このような目に見えない死への恐怖は、ある意味では絶対的他者に対する経験だったといえるでしょう。他者はすでに自我の把握を超えるもの、対象として客観化されえないものです。
おわりに
以上述べた通り、「死の勝利」とは、我々は見知らぬものに取り込まれて生きているということです。日常的には勝手を知った世界の中で生きていますが、しかし、ひとたびペストやコロナが猛威をふるえば立ちどころに世界は一変します。
それを私たちはつい最近起こったパンデミック(コロナ禍)で、改めて知る羽目になったのです。
人間の本質が、傷つき易さ(vulnérabilité)、受動性(passivité)、死すべき者(Sein zum Tode)であるという点です。

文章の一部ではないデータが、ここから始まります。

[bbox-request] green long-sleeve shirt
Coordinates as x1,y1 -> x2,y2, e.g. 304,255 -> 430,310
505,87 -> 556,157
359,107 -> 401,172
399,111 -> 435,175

だから、生きるということは、始めから、本質的に苦しむことです。生きるとは死に向かって進んでいきことです。我々は時間とともに弱くなって、老化して、病気になって、最後に死ぬのです。まさに「死の勝利」です。
この絵の「死の勝利」は、人間すべてに襲い掛かる、喪失と老化と病気という出来事が一挙に襲った姿なのです。いわば、どうにもならない他者に直面しているのです。
「死の勝利」は誰にでも起こりうる苦しみとして、みんなの苦しみでもあります。他者の苦しみが自分の苦しみでもあるという連帯の可能性を示しています。
「死の勝利」は超越者の呼びかけでもあります。我々人間は死ぬべきものであるという根源からの問いかけでもあるのです。